Слово «рафики» означало человека, у которого для другого были только хорошие слова и который помогал ему, если жизнь лягала его, как взбесившаяся лошадь. До этого Кимани вообще не знал, знакомо ли это слово бване. Его произносили на ферме не так часто, и никогда до этого ни один бвана не называл так Кимани.
— Эль-Аламейн, — повторил Кимани. Хорошо, что бвана наконец-то понял: мужчина должен повторять важные вещи дважды.
— Эль-Аламейн был год назад, — сказал Вальтер, подняв сначала все десять пальцев, а потом еще два.
— А Тобрук?[38]— спросил Кимани с той певучестью, которая появлялась у него в голосе всегда, когда он чего-то очень ждал. Он засмеялся, когда вспомнил, как долго мучился, пока смог выговорить эти звуки. Они все еще были у него во рту как камни, брошенные на гофрированную сталь.
— Тобрук тоже не слишком помог. Войны длятся подолгу, Кимани. Люди все умирают и умирают.
— В Бенгази[39]они тоже поумирали. Ты так сказал.
— Они умирают каждый день.

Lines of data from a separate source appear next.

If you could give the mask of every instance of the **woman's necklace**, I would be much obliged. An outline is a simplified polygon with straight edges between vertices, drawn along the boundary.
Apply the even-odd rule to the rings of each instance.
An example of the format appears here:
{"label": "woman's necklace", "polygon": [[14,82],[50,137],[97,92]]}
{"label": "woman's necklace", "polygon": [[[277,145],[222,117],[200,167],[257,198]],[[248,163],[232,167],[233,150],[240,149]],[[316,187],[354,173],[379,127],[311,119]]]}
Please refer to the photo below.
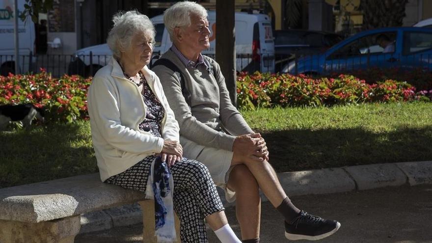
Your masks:
{"label": "woman's necklace", "polygon": [[129,75],[126,74],[126,73],[123,73],[123,74],[124,74],[125,76],[126,76],[126,77],[129,80],[133,82],[134,83],[136,84],[136,86],[137,86],[138,87],[141,86],[141,85],[142,84],[142,83],[144,82],[144,81],[145,80],[145,78],[144,78],[144,76],[142,75],[142,74],[141,73],[140,71],[138,73],[138,74],[139,75],[139,82],[138,82],[138,83],[135,82],[135,81],[134,81],[132,80],[132,78],[129,77]]}
{"label": "woman's necklace", "polygon": [[139,87],[140,86],[141,86],[141,84],[142,84],[142,83],[144,82],[144,81],[145,81],[145,78],[142,75],[142,73],[140,71],[138,72],[138,74],[139,75],[139,82],[137,83],[135,82],[135,81],[134,81],[134,80],[132,80],[132,78],[131,78],[131,77],[130,76],[128,75],[127,74],[126,74],[126,73],[125,72],[125,69],[123,68],[123,66],[122,66],[121,65],[120,65],[120,61],[118,60],[117,60],[117,62],[118,62],[118,64],[120,65],[120,67],[122,69],[122,71],[123,71],[123,74],[125,75],[125,77],[127,78],[128,80],[132,81],[132,82],[136,84],[136,86],[137,86],[138,87]]}

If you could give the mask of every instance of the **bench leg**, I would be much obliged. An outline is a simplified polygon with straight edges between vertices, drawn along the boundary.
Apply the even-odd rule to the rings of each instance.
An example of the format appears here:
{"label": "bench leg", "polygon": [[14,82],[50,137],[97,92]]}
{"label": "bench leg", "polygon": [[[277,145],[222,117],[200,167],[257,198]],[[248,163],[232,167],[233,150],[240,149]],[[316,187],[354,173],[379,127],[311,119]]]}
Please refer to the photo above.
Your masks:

Везде.
— Если мужчина хочет умереть, никто не должен удерживать его, бвана. Ты этого не знал?
— Но они не хотят умирать. Никто не хочет.
— Мой отец, — сказал Кимани, не прекращая тянуть из земли травинку, которую он хотел вырвать, — хочет умереть.
— Твой отец болен? Почему ты не сказал мне? У мемсахиб есть лекарства. Пойдем к ней.
— Мой отец просто старый. Он уже не может сосчитать детей своих детей. Ему уже не нужно лекарство. Скоро я вынесу его из хижины.
— Мой отец тоже умирает, — сказал Вальтер. — Но я все еще ищу лекарство.
— Потому что ты не можешь вынести его из хижины, — понял Кимани. — От этого у тебя болит в голове. Сын должен быть рядом с отцом, когда тот хочет умереть. Почему твой отец не здесь?
— Пойдем, я расскажу тебе об этом завтра. Это долгая шаури. И не хорошая. А сейчас мемсахиб ждет меня обедать.
— Эль-Аламейн, — еще раз попробовал сказать Кимани. Это было правильно. Когда сафари обрывается, надо вернуться к началу тропы. Но в день умирающих быков слово потеряло свое волшебство. Бвана закрыл уши и рта тоже больше не открывал всю долгую дорогу домой.
Кимани заметил, что его кожа стала холодной, хотя солнце в полдень давало земле и растениям больше жару, чем им требовалось. Не всегда было хорошо слишком много узнать про жизнь с той стороны хижин. Это делало мужчину слабым, а его глаза — усталыми еще до того, как пришло его время. И все-таки Кимани хотел узнать, дают ли эти голодные белые воины оружие для того, чтобы умереть, даже таким старикам, как отец бваны. Но он получил слова, которые стучали по его лбу, а не в глотку, и еще он почувствовал, что его ноги отдают ему приказы. Почти возле дома он побежал прочь, как будто вспомнил о работе, о которой совсем позабыл и которую надо было еще сделать.
Вальтер все стоял в светлой тени акаций, пока Кимани не скрылся из виду. Разговор заставил его сердце биться чаще. Не только потому, что речь зашла о войне и об отцах. Ему снова стало ясно, что своими мыслями и страхами он охотнее делится с Кимани или Овуором, чем со своей женой.
Первое время после того, как умер ребенок, было по-другому. Йеттель и он в своем горе и гневе на судьбу нашли тропинку друг к другу, а в своей общей беспомощности — утешение. Но через год он осознал, скорее растерянно, чем озлобленно, что их одиночество и безмолвие израсходовали этот запас привязанности. Каждый день, проведенный на ферме, все глубже вонзал свои шипы в раны, которые никак не заживали.
Когда его мысли вращались вокруг прошлого, как умирающие быки, которые, обезумев в лихорадке, кружили возле последнего, еще знакомого им клочка травы, Вальтер казался себе таким глупцом и ничтожеством, что нервы его вибрировали от стыда. В точности как Регина, он изобретал бессмысленные игры с судьбой. Когда по утрам к дому приходили больные работники с фермы, женщины и дети, чтобы попросить помощи и лекарств, он твердо верил, что день будет хорошим, если пятой в очереди будет мать с младенцем на спине.